ICC can still hold Ongwen’s trial in northern Uganda

Thursday January 15 2015

By Luke Moffett

On January 6, the US State Department reported that a Lord’s Resistance Army (LRA) commander, Dominic Ongwen, had handed himself in to an American base in the Central African Republic. Ongwen is wanted by the International Criminal Court (ICC) for crimes against humanity and war crimes for murder, attacks on civilians, and enslavement in northern Uganda. There have been negotiations around what to do with Ongwen, given that he is a Ugandan in the custody of the US government in the Central African Republic (CAR). On Tuesday, the UPDF’s spokesman announced that Ongwen would be transferred to the ICC by CAR authorities.
Why not try Ongwen in Ugandan courts?
While the Ugandan government has not given details of why Ongwen is not being tried in Uganda, there were some problems in them doing so. Uganda still has an amnesty law in place, which enables any rebel to obtain immunity from prosecution if they so choose, effective until May 2015. Ongwen claimed on Monday that he had received an amnesty from the Ugandan government in a radio broadcast in the Central African Republic, but this was later refuted by the Ugandan government. Yet, despite being wanted for war crimes and crimes against humanity, he would be eligible for amnesty from prosecution in Uganda. The Ugandan government failed to pass a motion to exclude Ongwen and other LRA commanders from amnesty in 2010. Yet such an amnesty does not apply to crimes before the ICC.
Even if Ongwen was not eligible for the Ugandan amnesty, it is questionable if he could be guaranteed a fair trial. Uganda does have a specialised International Crimes Division to prosecute war crimes and crimes against humanity. However, there is an acute shortage of the sufficiently experienced defence lawyers to ensure defendants’ rights. Uganda’s drafted witness protection law has yet to be passed by the Ugandan Parliament.
What does a trial at the ICC hold in store?
A trial at the ICC for Ongwen is likely to be at least two years away.
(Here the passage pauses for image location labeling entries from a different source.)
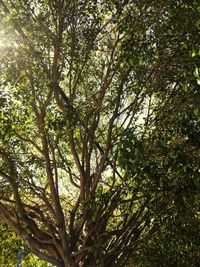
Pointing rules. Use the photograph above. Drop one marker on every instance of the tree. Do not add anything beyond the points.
(14, 252)
(97, 98)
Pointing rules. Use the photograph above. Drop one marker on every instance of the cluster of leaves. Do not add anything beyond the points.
(100, 130)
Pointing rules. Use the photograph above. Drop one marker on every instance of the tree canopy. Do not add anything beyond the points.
(100, 125)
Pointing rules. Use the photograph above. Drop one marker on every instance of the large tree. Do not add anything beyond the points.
(99, 124)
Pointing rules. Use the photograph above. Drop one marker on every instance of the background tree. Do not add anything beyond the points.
(100, 124)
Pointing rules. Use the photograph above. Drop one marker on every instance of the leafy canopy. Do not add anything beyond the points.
(99, 126)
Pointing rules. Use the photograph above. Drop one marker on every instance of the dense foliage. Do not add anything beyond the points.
(100, 125)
Former Congolese warlord Bosco Ntaganda, who similarly surrendered to the US embassy in Rwanda in March 2013, is only going to trial at the ICC in June 2015. In the meantime, defence counsel will need to be arranged, a chamber established, and charges against Ongwen will need to be confirmed before heading to trial. Despite sovereignty arguments and the ICC [targeting] Africans made by President Museveni, the Uganda government is unlikely to be willing to challenge the ICC prosecuting Ongwen, due to the cost of an internationally scrutinised domestic trial.
The ICC may seek further charges against him for crimes committed since 2005 in the DRC and Central African Republic, including the notorious 2008 Christmas massacres in which the LRA killed more than 600 Congolese. Given the resource strain on the ICC Office of the prosecutor, they may only limit the charges to those in Uganda. Ongwen may argue that as a former child soldier, he was under duress to commit atrocities. However, as an adult commander at the time of the crimes he is indicted for in 2004, this defence is unlikely to work. Instead if he is convicted, Ongwen might seek to have his sentence reduced, due to his past victimisation.
While initial proceedings in Ongwen’s case will occur in the seat of the ICC in the Hague, the ICC can still hold the trial in Gulu, northern Ugandan under Article 62 of the Rome Statute. Holding the trial in northern Uganda would allow victims and the affected community to “see justice done” and participate more easily. Northern Uganda has been relatively peaceful since the LRA left the country in 2006, and should not pose any serious concerns for ICC proceedings. Undoubtedly, in the coming months, we will see the ICC carrying out outreach to affect communities in northern Uganda, investigators contacting witnesses, and greater visibility of the work of the Court’s Trust Fund for Victims.
Doing justice for victims
The prosecution of Ongwen will not bring justice to the hundreds of thousands of victims of the LRA conflict. The charges against Ongwen are limited to two very specific massacres in 2004 in northern Uganda. While victims will be able to participate at the ICC trial of Ongwen, and 41 are already registered, any reparations order by the court are likely to be at least five years away. The ICC Registry now faces processing thousands of applications, which have been already supplied to the court since 2005. Many of these victims may now be dead or have moved from Internally Displaced Peoples’ camps back to their villages, and so will be difficult to trace.
What must be remembered is that justice for the victims of the LRA conflict cannot be secured by criminal trials alone. There is need for a comprehensive approach, including accountability, truth and reparations for all victims of the conflict, not just for those few victims who can participate and receive reparations from the ICC. The trial of Dominic Ongwen at the ICC will hopefully draw desperately needed attention to the plight of the war victims, putting international pressure on the Ugandan government to implement its long awaited transitional justice policy.